“When attacked, you find it difficult to see the situation clearly. You hold the other person responsible, and anger unconsciously awakens in you.
“You need to know that the one who is attacking is not aware of himself. He does not know that he is love, at least not at that moment. It is not evil that leads him to do this, but he repeats the same old unconscious pattern. It could also be that he feels that the love and anxiety he feels for you is motivating him.
“For your anger or frustration to be dissolved, you need to see the situation clearly. Before you do anything tune to the love that lives in you and let it lead you.
“If you express your gratitude to your sibling and thank him or her for their concern or remark, you step out of the system of fearful thoughts, since the ego does not feel gratitude.

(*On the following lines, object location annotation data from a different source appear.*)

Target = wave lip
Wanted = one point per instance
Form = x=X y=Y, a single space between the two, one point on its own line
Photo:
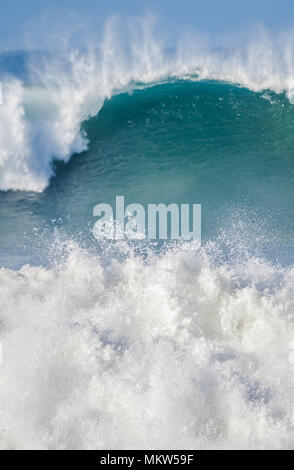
x=44 y=123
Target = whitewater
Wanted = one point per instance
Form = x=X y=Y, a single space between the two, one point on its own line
x=121 y=345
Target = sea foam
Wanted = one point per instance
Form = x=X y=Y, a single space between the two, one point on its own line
x=41 y=123
x=174 y=351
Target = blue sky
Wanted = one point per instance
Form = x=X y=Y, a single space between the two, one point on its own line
x=23 y=21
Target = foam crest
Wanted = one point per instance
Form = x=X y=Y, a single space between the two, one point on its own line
x=146 y=354
x=43 y=123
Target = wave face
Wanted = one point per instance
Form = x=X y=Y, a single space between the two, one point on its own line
x=43 y=123
x=137 y=345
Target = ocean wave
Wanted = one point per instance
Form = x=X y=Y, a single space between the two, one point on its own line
x=146 y=353
x=41 y=123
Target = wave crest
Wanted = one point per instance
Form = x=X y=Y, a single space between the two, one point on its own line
x=42 y=123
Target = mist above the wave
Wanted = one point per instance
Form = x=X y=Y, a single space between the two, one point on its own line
x=42 y=122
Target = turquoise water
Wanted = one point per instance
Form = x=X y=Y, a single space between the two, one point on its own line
x=207 y=142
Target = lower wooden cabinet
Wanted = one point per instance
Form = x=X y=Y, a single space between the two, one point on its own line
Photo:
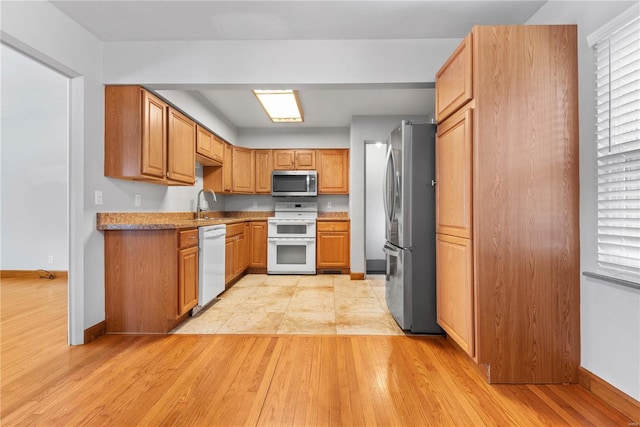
x=151 y=279
x=333 y=246
x=454 y=290
x=234 y=252
x=187 y=279
x=258 y=245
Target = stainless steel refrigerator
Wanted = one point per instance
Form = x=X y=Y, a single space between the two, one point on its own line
x=410 y=247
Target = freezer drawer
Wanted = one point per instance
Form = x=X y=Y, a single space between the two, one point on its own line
x=397 y=276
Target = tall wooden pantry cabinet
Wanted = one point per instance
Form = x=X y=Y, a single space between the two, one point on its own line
x=507 y=204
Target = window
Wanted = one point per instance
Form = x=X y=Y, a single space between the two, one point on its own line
x=617 y=54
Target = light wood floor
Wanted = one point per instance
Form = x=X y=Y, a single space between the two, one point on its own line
x=265 y=380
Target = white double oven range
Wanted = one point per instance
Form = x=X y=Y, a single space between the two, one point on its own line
x=291 y=237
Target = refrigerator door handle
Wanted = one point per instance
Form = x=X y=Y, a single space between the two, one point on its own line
x=385 y=199
x=390 y=251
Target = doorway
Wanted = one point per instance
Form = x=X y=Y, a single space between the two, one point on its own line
x=34 y=167
x=375 y=156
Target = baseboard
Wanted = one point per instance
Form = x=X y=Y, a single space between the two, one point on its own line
x=332 y=271
x=32 y=274
x=94 y=332
x=615 y=398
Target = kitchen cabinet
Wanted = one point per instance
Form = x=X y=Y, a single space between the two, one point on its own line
x=264 y=167
x=507 y=202
x=219 y=178
x=247 y=245
x=181 y=157
x=187 y=271
x=453 y=178
x=294 y=159
x=151 y=279
x=145 y=139
x=333 y=245
x=454 y=271
x=209 y=148
x=455 y=83
x=258 y=245
x=234 y=252
x=243 y=170
x=333 y=171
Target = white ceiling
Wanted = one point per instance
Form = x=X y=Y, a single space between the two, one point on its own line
x=299 y=20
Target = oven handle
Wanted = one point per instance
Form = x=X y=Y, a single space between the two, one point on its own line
x=292 y=221
x=291 y=239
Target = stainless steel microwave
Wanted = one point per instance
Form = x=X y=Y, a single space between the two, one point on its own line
x=294 y=183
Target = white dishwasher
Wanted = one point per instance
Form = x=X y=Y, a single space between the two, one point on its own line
x=211 y=264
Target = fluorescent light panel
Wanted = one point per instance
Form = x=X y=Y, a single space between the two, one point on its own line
x=282 y=106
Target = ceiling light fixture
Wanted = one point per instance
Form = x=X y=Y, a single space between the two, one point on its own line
x=282 y=106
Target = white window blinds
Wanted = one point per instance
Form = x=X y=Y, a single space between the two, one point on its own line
x=618 y=145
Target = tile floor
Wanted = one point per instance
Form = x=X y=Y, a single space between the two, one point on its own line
x=323 y=304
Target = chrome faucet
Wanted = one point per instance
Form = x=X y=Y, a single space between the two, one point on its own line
x=199 y=210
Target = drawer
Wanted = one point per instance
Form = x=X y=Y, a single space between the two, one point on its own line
x=235 y=229
x=187 y=238
x=332 y=226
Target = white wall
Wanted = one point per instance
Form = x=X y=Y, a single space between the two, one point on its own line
x=375 y=159
x=610 y=314
x=275 y=61
x=365 y=128
x=34 y=122
x=294 y=138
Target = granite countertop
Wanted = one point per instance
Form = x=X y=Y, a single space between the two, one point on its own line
x=177 y=220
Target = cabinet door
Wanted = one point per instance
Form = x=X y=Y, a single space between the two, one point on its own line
x=263 y=171
x=333 y=244
x=283 y=159
x=218 y=149
x=305 y=159
x=238 y=255
x=454 y=81
x=154 y=135
x=333 y=171
x=208 y=152
x=244 y=170
x=453 y=175
x=187 y=279
x=228 y=259
x=454 y=290
x=258 y=258
x=246 y=256
x=227 y=168
x=181 y=160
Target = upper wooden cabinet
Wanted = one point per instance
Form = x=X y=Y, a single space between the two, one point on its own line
x=518 y=238
x=333 y=171
x=454 y=83
x=209 y=148
x=453 y=174
x=243 y=170
x=144 y=141
x=181 y=151
x=294 y=159
x=264 y=167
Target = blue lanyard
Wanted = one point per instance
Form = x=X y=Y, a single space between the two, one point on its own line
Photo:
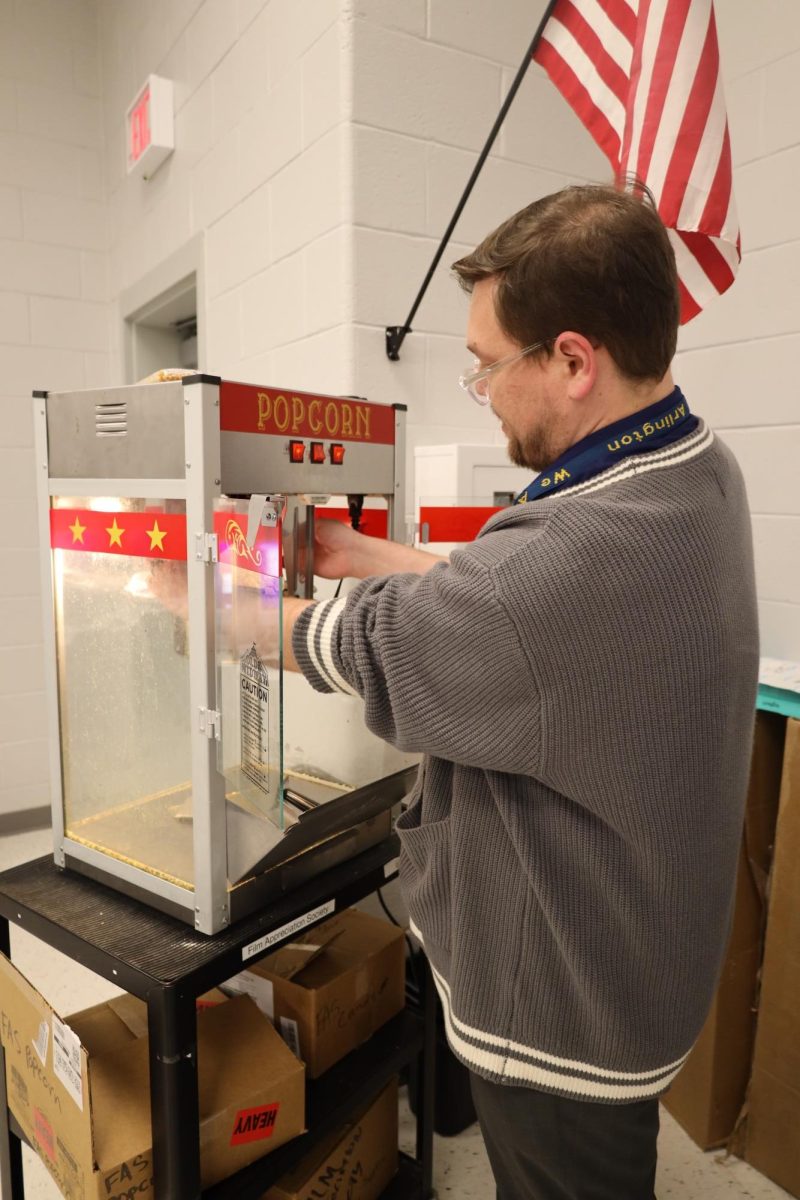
x=667 y=420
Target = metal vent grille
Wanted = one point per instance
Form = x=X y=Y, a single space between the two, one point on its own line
x=112 y=420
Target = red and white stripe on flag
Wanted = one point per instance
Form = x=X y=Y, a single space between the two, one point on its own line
x=644 y=78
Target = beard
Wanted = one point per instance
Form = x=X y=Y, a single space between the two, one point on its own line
x=537 y=450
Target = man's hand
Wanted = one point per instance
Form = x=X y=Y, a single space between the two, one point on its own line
x=340 y=552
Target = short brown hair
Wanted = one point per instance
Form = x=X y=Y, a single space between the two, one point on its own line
x=591 y=258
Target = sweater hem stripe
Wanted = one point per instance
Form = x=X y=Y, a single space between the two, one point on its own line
x=511 y=1061
x=319 y=643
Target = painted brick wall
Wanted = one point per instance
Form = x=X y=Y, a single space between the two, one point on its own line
x=54 y=327
x=322 y=147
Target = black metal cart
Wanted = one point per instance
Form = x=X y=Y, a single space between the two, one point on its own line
x=167 y=965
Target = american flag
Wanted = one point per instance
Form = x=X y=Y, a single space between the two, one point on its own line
x=644 y=78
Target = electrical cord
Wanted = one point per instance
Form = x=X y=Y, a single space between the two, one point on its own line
x=411 y=952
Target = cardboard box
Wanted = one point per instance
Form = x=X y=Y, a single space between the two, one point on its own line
x=355 y=1163
x=773 y=1141
x=708 y=1095
x=79 y=1089
x=330 y=989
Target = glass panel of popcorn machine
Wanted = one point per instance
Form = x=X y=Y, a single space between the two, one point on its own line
x=248 y=597
x=124 y=679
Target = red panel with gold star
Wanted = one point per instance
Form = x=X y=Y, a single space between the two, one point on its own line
x=158 y=534
x=152 y=534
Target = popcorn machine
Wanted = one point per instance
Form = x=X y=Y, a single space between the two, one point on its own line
x=173 y=517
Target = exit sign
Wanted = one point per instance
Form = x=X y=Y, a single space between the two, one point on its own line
x=150 y=127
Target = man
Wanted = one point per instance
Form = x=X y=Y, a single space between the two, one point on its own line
x=582 y=682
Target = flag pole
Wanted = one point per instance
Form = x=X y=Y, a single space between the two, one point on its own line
x=396 y=334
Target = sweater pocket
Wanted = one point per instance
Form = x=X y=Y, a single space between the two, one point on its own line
x=425 y=877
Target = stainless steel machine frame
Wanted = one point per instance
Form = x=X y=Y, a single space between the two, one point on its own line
x=194 y=441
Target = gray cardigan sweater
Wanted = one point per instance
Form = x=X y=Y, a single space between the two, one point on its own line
x=582 y=682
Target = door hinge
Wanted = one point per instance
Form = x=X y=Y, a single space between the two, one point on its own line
x=210 y=723
x=206 y=547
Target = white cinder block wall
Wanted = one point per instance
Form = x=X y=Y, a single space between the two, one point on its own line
x=320 y=149
x=54 y=329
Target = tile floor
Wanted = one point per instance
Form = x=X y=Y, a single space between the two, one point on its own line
x=461 y=1168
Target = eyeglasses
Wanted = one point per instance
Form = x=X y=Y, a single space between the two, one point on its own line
x=475 y=382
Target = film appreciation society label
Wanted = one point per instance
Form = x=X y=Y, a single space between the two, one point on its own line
x=254 y=688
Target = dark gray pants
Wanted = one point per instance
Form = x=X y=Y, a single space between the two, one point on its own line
x=546 y=1147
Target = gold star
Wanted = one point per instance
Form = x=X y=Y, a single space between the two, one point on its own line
x=77 y=532
x=156 y=537
x=115 y=535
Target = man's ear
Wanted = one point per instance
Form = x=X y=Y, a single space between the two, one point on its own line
x=578 y=358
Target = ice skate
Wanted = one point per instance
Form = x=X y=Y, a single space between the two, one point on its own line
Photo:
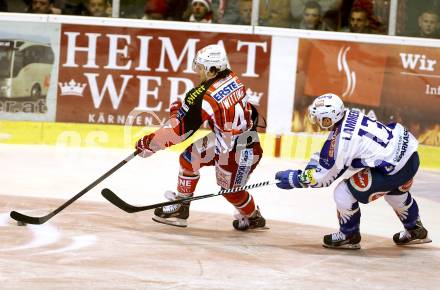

You know that everything is for your happiness, so the attack from your brother or sister will also help you–otherwise it would not be in your experience. If you are able to accept that idea, you will feel sincere thanks. Your sibling helps you to be love in all circumstances. By expressing your gratitude toward them, you also stop a series of reactions within them, as your gratitude causes his or her ego to retreat, if only for a moment.
“This puts you in the self that you are. The love within you will guide you, and you will receive the divine inspiration you seek.” Dewdrops of Wisdom, Chapter 30. Message from Mary.
When a dear friend hurts us in what seems to be an attack (because it hurts so much), it is very likely that that person’s own anxiety is motivating what has been said. Much of what we say or do comes up for unconscious reasons; neither the other person or ourself knows why some things happen. They just seem to.
An important idea to take from this quotation is that everything that happens, overseen by a loving God, is meant for our benefit. Nothing happens by chance, even when it is prompted by unconsciousness on the part of the perpetrator.
We know we need to forgive, and we need to forgive first. Forgive, and then you will come to understand. That idea does not come from the book I am quoting, but from long ago in reading, and it is something I have found true to life.
Ask God for enlightenment when something difficult comes our way. He will respond when we can alter our anger into something more beneficial.